Der größte Boost war, mein erstes eigenes Team zu übernehmen – ein echter Meilenstein. Diese Verantwortung hat mir nicht nur geholfen, meine fachlichen Fähigkeiten weiterzuentwickeln, sondern vor allem meine Leadership-Kompetenzen geschärft. Und es hat mir gezeigt, dass ich am richtigen Weg bin, dass es mir Spaß macht und meine Stärke ist, Teams auch durch schwierige Zeiten zu manövrieren. Danach kamen dann auch mehrere internationale Projekte, die mich aus meiner Komfortzone geholt und mir gezeigt haben: Lernen hört nie auf.
In welchen Situationen denken Sie heute: „Hätte ich das bloß früher gewusst“?
Dass „Karriere“ kein linearer Aufstieg ist, sondern ein individueller Weg mit Umwegen, Pausen und bewussten Entscheidungen.
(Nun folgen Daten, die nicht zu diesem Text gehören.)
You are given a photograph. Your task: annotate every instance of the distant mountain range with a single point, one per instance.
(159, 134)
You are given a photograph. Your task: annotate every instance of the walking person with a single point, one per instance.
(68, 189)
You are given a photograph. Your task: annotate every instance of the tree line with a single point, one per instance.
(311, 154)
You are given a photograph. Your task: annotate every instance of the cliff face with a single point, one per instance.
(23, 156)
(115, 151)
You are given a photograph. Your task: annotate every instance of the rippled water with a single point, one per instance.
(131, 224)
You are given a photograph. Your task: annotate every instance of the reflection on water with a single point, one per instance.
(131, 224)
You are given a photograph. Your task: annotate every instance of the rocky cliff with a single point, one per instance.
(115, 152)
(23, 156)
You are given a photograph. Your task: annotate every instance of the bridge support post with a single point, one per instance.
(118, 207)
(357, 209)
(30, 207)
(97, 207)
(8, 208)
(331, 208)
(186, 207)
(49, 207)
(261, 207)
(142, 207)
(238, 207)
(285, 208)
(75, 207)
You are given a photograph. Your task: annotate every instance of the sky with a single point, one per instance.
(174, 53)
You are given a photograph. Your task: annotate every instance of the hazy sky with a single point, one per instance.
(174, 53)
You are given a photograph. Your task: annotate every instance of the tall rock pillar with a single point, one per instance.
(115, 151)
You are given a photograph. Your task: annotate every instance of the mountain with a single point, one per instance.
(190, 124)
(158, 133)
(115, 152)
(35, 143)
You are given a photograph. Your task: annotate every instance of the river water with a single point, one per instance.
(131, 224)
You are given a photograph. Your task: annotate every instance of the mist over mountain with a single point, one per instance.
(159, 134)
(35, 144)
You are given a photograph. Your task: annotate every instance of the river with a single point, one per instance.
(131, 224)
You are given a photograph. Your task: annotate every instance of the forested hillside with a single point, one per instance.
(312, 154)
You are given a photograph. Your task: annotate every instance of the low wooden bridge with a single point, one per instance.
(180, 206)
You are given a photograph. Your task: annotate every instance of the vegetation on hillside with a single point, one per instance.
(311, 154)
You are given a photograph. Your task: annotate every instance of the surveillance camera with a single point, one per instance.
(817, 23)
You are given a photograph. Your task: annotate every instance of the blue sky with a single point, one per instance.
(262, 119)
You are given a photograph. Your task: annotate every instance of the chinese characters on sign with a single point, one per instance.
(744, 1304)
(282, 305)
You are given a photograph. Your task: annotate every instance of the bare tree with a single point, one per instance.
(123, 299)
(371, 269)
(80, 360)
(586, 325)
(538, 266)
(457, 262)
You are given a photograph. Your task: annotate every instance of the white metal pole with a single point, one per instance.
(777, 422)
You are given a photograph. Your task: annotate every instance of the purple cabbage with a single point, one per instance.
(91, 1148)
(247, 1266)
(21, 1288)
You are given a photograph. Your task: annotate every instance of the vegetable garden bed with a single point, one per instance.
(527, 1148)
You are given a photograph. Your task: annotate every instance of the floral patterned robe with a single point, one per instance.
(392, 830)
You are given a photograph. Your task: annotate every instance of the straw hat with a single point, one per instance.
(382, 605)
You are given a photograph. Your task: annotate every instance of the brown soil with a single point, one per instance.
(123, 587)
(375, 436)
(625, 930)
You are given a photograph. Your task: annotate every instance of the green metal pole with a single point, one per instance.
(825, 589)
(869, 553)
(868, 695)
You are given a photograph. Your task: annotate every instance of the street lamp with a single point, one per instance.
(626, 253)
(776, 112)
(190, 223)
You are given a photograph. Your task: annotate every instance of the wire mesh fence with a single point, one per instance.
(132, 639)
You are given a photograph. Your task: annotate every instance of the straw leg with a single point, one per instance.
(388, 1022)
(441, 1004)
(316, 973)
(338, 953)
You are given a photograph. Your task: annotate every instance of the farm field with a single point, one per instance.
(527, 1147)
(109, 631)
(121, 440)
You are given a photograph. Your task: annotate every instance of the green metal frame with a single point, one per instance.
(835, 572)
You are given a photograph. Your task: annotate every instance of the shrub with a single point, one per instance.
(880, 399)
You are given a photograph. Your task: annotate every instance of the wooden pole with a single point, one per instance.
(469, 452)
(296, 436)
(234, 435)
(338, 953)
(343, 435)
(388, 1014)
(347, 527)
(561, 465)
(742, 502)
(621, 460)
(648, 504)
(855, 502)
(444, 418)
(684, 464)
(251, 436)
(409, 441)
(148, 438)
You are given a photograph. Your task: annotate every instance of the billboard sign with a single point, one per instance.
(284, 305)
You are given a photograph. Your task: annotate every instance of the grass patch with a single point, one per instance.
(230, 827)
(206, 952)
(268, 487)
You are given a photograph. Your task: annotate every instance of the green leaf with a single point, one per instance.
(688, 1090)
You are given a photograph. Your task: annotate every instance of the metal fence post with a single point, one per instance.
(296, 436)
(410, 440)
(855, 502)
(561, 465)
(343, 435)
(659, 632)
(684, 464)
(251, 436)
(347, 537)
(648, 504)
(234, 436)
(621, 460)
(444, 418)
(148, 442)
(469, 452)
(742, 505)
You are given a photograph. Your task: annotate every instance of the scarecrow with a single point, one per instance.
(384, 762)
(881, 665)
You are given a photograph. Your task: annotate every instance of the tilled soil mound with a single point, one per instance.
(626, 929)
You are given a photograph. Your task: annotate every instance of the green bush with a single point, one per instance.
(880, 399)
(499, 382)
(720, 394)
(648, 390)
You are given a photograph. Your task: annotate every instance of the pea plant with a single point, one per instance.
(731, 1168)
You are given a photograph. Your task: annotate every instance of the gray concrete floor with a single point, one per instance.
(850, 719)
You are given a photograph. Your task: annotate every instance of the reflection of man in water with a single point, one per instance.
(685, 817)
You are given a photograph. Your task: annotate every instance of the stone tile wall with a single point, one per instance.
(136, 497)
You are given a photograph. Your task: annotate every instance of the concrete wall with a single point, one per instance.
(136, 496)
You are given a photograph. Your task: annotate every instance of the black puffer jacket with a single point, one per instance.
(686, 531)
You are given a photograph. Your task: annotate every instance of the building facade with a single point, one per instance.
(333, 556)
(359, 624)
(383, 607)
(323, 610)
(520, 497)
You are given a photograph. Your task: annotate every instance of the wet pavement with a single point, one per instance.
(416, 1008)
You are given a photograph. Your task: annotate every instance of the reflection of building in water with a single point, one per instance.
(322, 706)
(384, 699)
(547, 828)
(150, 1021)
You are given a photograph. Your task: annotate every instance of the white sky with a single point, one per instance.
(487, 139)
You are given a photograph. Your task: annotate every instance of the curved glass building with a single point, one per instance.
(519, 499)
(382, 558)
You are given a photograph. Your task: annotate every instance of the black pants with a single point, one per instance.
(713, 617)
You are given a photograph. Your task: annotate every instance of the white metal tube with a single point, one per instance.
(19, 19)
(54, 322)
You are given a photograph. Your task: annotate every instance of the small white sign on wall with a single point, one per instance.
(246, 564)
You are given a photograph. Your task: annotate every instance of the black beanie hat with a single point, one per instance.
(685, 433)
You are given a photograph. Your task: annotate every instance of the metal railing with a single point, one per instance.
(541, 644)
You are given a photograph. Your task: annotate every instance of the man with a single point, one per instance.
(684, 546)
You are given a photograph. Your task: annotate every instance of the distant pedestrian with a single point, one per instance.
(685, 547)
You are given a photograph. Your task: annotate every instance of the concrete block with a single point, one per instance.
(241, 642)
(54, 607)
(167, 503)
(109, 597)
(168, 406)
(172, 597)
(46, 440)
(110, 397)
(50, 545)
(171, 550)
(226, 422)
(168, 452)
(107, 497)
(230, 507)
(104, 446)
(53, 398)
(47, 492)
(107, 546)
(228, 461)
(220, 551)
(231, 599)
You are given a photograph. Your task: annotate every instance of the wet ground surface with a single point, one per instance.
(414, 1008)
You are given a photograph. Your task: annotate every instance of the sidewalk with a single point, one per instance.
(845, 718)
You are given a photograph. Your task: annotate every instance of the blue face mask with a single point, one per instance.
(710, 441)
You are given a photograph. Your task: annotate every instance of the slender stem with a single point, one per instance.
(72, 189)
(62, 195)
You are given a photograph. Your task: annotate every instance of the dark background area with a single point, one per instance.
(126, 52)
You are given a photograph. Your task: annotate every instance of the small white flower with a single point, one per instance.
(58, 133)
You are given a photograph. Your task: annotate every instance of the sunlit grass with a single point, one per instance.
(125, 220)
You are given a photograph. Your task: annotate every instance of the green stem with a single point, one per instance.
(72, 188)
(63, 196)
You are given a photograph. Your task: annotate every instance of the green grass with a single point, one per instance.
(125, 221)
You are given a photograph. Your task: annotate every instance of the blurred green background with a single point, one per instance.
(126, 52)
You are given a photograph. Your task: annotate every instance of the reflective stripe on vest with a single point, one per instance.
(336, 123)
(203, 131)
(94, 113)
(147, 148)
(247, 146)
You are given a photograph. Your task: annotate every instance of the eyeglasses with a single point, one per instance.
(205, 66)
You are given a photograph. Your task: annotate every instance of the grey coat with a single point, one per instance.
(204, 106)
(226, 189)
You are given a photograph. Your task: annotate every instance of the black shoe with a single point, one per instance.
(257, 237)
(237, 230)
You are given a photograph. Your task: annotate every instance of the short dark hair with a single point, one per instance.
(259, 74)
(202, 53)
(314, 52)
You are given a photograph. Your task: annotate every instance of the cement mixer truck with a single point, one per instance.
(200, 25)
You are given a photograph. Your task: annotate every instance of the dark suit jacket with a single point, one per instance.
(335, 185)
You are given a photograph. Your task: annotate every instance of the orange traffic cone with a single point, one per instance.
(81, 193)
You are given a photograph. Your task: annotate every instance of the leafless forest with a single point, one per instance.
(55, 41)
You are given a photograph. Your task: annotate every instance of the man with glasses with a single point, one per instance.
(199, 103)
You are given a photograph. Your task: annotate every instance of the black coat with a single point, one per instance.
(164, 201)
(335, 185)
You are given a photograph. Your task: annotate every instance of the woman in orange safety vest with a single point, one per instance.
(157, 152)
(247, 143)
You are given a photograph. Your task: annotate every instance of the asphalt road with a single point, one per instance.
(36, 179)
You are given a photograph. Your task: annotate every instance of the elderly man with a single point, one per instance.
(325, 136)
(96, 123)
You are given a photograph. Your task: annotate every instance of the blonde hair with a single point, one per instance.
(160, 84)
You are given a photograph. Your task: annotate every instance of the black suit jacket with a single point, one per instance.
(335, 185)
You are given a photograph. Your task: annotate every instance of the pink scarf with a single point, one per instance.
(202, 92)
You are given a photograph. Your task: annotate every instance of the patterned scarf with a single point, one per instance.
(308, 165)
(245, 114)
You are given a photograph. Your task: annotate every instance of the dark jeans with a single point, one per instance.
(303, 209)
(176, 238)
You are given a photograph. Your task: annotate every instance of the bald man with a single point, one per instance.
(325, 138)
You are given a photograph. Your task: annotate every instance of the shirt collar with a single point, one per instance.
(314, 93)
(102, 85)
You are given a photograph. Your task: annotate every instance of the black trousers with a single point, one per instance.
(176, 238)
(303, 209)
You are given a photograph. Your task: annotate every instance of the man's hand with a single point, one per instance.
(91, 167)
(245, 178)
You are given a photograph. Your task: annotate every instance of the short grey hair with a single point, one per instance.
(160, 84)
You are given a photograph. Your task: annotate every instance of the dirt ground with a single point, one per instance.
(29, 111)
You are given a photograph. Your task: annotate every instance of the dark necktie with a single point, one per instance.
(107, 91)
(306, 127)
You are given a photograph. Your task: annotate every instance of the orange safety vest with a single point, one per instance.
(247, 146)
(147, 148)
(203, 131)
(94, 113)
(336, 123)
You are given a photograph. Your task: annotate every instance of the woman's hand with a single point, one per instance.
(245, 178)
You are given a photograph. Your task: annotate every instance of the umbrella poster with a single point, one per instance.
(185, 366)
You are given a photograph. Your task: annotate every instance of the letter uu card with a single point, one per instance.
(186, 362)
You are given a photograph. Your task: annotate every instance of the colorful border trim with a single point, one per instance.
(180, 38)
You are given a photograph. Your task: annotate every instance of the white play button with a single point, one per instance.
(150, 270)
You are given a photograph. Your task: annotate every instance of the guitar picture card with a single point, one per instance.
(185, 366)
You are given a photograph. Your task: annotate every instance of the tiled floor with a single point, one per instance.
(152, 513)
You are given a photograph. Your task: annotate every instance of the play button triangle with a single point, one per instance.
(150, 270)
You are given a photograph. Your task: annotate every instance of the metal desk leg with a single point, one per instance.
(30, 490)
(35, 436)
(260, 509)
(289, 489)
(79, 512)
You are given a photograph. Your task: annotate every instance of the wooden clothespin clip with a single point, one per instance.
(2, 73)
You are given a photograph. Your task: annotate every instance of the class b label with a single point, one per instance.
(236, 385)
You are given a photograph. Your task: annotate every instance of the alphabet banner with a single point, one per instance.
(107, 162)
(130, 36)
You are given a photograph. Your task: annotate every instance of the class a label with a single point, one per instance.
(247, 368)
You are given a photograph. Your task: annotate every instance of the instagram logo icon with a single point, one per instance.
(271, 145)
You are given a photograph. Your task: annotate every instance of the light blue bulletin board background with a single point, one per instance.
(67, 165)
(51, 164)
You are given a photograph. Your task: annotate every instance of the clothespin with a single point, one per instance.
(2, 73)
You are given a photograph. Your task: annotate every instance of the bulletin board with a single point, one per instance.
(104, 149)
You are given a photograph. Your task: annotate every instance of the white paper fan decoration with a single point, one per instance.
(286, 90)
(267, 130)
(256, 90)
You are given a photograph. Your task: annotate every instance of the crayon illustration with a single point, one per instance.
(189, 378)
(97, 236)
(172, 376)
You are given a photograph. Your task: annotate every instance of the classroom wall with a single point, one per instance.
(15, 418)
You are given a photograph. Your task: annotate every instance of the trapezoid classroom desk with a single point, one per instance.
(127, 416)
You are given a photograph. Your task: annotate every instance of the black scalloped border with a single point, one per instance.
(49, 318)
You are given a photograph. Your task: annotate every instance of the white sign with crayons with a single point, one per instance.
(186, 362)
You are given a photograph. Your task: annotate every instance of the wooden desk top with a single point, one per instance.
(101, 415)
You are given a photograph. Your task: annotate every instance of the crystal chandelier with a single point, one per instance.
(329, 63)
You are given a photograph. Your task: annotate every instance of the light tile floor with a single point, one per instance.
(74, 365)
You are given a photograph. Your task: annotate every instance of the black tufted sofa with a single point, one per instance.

Und dass es okay ist, nicht alles sofort zu wissen – aber wichtig, die richtigen Fragen zu stellen und mutig eigene Wünsche und Bedürfnisse zu formulieren.
Welche Rahmenbedingungen braucht es, damit mehr Frauen Führungspositionen erreichen und erfolgreicher als Unternehmerinnen werden?
Theoretisch sind die Rahmenbedingungen (zumindest in der pharmazeutischen Industrie) längst da – von flexiblen Arbeitsmodellen über Förderprogramme bis hin zu Netzwerken. Aber: Es braucht mehr Frauen, die mutiger, lauter und kompromissloser ihren Weg gehen. Wenn wir aufhören, uns selbst klein zu machen, und anfangen, unsere Ambitionen klar zu vertreten, sind wir auf einem sehr guten Weg.
Ihr persönlicher Rat an alle, die eine erfolgreiche (Konzern)-Karriere anstreben?
Seien Sie mutig, unbequem und neugierig. Suchen Sie sich Sparringspartner:innen, die ehrlich mit Ihnen sind – nicht nur bestätigend, sondern auch herausfordernd. Springen Sie ins kalte Wasser und übernehmen Sie Verantwortung für Projekte oder neue Jobs, auch wenn Sie nicht alles zu 100 Prozent beherrschen. Sie werden schnell lernen, was notwendig ist – und mit einem frischen, offeneren Blick an die Aufgaben herangehen, wenn Sie fachlich nicht zu sehr in der Materie verhaftet sind. Karriere ist kein Sprint, sondern ein Marathon mit Etappen, Rückschlägen und überraschenden Abzweigungen.